‘Sigo os caminhos possíveis’: conheça Cristovão Bastos
O músico carioca, com parceria com os principais nomes da música popular brasileira, fala sobre sua carreira, os encontros e as semelhanças
Um jogador de futebol, geralmente, aposenta-se com 40 anos. É uma média e, por isso, há suas exceções: gente que não chega a isso e, ainda, que ultrapassa. Muitas vezes, porque o próprio corpo não aguenta.
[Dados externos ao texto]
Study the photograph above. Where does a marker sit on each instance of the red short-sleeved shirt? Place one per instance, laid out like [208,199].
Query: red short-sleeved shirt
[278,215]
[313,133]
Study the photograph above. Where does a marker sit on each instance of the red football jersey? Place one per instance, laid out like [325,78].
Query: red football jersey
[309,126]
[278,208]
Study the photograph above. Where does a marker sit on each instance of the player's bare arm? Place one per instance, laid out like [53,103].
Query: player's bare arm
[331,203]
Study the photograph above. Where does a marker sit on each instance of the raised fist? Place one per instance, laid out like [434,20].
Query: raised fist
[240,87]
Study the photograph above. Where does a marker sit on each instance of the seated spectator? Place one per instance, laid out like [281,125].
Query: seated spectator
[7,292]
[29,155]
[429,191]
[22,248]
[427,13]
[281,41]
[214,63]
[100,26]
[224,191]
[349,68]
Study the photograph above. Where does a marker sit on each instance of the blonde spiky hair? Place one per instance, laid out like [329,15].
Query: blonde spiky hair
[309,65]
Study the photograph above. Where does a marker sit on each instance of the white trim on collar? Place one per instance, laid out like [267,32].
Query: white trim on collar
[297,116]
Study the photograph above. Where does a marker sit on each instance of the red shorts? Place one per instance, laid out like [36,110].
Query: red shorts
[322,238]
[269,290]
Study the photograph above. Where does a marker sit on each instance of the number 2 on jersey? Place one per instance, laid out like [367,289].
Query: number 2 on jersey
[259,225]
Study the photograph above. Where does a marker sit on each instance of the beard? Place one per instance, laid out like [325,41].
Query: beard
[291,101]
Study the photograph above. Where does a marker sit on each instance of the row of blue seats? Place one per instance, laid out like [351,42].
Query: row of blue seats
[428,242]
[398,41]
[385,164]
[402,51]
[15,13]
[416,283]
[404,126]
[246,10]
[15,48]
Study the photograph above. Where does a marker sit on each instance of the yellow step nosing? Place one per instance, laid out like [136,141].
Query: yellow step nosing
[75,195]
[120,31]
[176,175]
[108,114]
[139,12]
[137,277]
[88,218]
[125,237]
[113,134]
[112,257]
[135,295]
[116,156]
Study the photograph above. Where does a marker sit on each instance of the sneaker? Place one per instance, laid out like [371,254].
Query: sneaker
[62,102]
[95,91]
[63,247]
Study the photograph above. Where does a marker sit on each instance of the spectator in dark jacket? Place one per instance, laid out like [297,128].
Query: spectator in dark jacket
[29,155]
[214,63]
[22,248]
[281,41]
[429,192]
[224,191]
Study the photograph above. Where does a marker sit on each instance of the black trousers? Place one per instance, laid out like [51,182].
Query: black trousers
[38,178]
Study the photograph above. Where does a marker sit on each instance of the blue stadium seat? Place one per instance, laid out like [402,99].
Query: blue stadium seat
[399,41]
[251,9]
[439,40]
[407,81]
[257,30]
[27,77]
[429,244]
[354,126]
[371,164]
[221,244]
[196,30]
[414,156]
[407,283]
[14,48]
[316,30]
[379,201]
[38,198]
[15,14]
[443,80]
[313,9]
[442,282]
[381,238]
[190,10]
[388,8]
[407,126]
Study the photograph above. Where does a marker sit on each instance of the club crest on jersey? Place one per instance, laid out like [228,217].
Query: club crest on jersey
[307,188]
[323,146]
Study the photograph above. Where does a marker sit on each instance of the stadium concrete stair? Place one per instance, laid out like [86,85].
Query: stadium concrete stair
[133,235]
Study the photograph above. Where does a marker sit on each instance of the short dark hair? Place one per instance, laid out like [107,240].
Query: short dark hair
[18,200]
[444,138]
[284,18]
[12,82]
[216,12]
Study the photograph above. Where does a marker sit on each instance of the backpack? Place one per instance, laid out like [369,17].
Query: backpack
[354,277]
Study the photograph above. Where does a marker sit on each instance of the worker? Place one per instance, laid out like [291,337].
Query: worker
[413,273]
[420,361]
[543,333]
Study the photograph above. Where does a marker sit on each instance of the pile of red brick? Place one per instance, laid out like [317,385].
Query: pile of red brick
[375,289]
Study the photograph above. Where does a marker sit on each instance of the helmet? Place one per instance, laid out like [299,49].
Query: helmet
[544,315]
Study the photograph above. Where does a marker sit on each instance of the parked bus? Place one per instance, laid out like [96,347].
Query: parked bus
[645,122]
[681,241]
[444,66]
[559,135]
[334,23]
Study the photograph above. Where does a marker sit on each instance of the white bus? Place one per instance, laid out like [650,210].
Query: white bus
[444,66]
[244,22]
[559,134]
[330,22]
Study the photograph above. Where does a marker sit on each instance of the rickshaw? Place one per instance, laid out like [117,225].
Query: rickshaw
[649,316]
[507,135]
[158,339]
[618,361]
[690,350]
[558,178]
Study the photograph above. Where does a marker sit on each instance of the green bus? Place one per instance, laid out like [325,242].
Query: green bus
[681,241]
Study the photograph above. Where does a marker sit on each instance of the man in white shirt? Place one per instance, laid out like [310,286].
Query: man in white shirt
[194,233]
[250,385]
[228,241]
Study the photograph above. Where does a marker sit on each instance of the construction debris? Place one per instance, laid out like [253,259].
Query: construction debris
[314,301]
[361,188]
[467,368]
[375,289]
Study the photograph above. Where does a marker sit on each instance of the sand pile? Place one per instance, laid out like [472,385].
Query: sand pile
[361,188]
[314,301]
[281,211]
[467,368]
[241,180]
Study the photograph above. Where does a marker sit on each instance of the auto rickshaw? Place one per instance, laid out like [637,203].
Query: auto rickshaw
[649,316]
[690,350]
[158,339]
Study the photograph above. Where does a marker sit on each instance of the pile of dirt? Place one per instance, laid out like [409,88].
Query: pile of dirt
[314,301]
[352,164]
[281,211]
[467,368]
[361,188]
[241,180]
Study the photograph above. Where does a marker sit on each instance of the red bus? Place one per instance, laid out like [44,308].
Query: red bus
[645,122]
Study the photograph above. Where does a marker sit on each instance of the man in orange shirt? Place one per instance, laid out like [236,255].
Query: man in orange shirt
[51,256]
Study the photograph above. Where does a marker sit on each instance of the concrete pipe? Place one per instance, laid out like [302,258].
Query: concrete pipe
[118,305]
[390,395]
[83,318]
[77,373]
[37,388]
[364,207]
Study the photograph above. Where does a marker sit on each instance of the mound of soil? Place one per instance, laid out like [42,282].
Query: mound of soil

A pausa é necessária: ouvir-se. “Já a música tem uma vantagem: eu posso tocar com um garoto de 16 anos com a mesma desenvoltura, sem nenhum problema. Eu só não posso jogar bola com um garoto de 16 anos”, brinca Cristovão Bastos, pianista, arranjador e compositor carioca. Em uma mesa com outros músicos, os juiz-foranos Estêvão Teixeira (o motivo de o carioca estar na cidade, em 25 de agosto, véspera de uma apresentação dos dois, no Vinho e Ponto) e Luiz Cláudio Ribeiro, o Cacáudio, Cristovão fala de um tudo: do boxe ao futebol. Mas sempre por causa da música. A grande questão, que é o que explica inclusive a carreira de Cristovão, é sua atenção. Ele diz que não assiste tanto às competições de boxe, por exemplo, mas teve atenção o suficiente para entender, ouvir e sentir as técnicas dos lutadores e explicar o motivo de algumas vitórias.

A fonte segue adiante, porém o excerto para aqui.